Review by John Bergdoll

I’ve had the privilege of reading the first chapter of Victoria Thompson’s book, ‘Animals Are Us’ and I’m finding it to be a compelling and interesting read. Check it out on Amazon, bookstores and EBook. Victoria Thompson is a Vegan Ripple Effect member.

Victoria shares many accounts of animals expressing a remarkable range of emotional intelligence. She tells of intimate portrayals of animals and how they share a wide range of elevated sentient emotions such as love, sadness, compassion and loyalty largely, erroneously and egotistically thought to be exclusively human. It’s been long ignored by even the scientific community that our diminishing cohabitants who surround us are also sentient. We share the planet. We share its resources. And we share complex emotions.

I’d venture to say that not all animals behave in an extraordinary manner at all times as is found with humans but similar to humans, their capacity for emotions cannot be ignored.” – John Bergdoll, Vegan Ripple Effect


AMAZON review
5 stars, An Eye Opener
Reviewed in Australia 🇦🇺 on 15 January 2023

This is a surprising book—not at all what I expected. It begins with a conference of scientists. They called it The Cambridge Declaration of Consciousness—and concludes that animals are like us. Our thoughts need to extend to all sentient beings, who like us feel pain, humiliation, fear, sadness, anxiety, joy, love, jealousy, embarrassment, disappointment, despair, grief, feelings of friendship, exuberance, amusement, depression, pleasure, compassion, relief, respect and a range of other feelings and sensations. They show us that there is a thinking, feeling, complex creature there.

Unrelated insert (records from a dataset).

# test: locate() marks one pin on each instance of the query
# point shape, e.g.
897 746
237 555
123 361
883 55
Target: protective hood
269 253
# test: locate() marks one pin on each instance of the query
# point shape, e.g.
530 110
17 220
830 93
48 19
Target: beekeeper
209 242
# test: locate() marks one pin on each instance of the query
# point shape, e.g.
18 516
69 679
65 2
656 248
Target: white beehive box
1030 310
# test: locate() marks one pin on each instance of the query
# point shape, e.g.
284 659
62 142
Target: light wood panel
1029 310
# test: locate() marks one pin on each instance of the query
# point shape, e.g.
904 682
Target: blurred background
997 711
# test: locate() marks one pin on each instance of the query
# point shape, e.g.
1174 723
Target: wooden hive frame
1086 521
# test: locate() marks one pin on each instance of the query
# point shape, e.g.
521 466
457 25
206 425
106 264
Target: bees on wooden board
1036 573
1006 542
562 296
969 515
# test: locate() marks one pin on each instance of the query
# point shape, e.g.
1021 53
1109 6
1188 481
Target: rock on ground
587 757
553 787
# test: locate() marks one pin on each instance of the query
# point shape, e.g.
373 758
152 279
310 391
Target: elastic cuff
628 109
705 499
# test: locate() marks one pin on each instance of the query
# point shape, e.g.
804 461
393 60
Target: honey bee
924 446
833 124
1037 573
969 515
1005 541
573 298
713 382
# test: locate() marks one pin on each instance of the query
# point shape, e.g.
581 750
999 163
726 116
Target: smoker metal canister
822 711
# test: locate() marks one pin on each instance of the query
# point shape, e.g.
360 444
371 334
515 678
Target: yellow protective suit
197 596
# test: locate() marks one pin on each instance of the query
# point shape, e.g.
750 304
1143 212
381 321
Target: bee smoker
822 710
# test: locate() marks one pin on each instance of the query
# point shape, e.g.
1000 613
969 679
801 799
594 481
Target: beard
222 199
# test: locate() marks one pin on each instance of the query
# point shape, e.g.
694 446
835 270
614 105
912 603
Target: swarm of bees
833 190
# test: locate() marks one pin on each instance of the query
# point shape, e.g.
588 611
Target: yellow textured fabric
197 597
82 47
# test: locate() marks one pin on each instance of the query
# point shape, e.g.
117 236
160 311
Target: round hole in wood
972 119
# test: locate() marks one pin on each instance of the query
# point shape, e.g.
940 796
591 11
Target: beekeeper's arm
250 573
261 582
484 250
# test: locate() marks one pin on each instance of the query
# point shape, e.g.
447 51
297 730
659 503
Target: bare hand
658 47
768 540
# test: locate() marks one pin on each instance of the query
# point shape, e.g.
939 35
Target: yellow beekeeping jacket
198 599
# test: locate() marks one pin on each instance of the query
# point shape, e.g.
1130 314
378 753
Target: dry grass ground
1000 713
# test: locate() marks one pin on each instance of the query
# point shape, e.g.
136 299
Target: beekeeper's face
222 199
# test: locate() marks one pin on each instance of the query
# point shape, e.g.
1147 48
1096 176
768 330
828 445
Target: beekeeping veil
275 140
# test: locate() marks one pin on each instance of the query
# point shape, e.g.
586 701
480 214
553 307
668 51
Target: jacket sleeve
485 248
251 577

The author has shown great courage in exposing herself so deeply in her research to impart an awareness of the endless cruelty to animals throughout the world to satisfy our needs. There were some parts of this book I had to skim over which I wish I had been braver to read, especially when considering the depths to which the author has gone to bring us this incredible piece of work. She goes into China’s dog and cat meat trade and the illegal global traffic in wildlife, trophy hunting and lion farms in Africa, the blood farms of Uruguay and Argentina, so much more. There are the quotes from great writers and thinkers. Pythagoras: “For as long as man continues to be the ruthless destroyer of other living beings, he will never know health or peace… ” Charles Darwin: “When I think of the suffering of animals throughout the centuries, it is more than I can bear.” And to Ricky Gervais: “Animals are not here for us to do as we please with. We are not their superiors; we are their equals.”

The author writes about the damage to the environment and extinction of wildlife. Billions of animals are killed each year. A meat eater will have consumed about 6,000 animals in their lifetime. There’s an excellent chapter on health—and a list of diseases connected to our diets—and how we can heal. The list of viruses from the animals in wet markets and human interference in their lives is endless—from AIDS to Covid 19. She does bring us hope and in her final chapter “We can be Heroes – A guide” she gives us information on how we can all make a difference in our own small ways to bring a change. An amazing eye opener, well written, insightful and thought provoking – I highly recommend it.